I think CVS, Rite Aid, and Walgreen also aren’t next on the e-commerce hit list. Walgreen actually made the Top 50 e-commerce list, at #49, so these companies are apparently somewhat concerned with e-commerce competition. I’m just not sure how much…
But as for the companies that definitely have to compete with e-commerce (large retail, dept stores, etc.), I think that the first step is to actually participate in e-commerce. (Novel thought, I know.)
But, I don't think it's just enough for a retail company to have an e-commerce platform. Best Buy, after all, ranked #13 on a list of top e-commerce companies in 2012. They finished with $2.6B in domestic e-commerce sales. If you look at Best Buy's top-line, it's remained quite stable. It's the pinch on margins that's been the thorn in their side. The same goes for Staples, who ranked #14 on the e-commerce rankings list with $2.5B in e-commerce sales. For the most part, they've maintained stable revenues (though last quarter was a bit rough), but margin pressure has been their biggest problem.
Other companies that are doing “well” with e-commerce sales are Macy's, The Gap, Nordstrom, Wal-Mart, Target, Costco, Williams and Sonoma, L-Brands, and a few others well-known retail names. Most of these companies haven't experienced the drastic reductions in margins that Best Buy has seen...yet. But as we found out with Circuit City, Best Buy, Office Depot, et al, it can happen pretty quickly.

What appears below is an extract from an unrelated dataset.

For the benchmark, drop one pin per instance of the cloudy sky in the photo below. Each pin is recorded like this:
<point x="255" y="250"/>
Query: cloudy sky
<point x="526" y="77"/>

I'm not sure of the fate of these retail companies or what they should do to get into a position where they can fully embrace e-commerce. But thus far, many of them (save a few) seem to be doing just fine. With the retail sector trading at a decent discount, lately, I'd like to offer up the Buffett quote: "be greedy when others are fearful." But simultaneously, another famous quote of his comes to mind: "If you've been playing poker for half an hour and you still don't know who the patsy is, you're the patsy."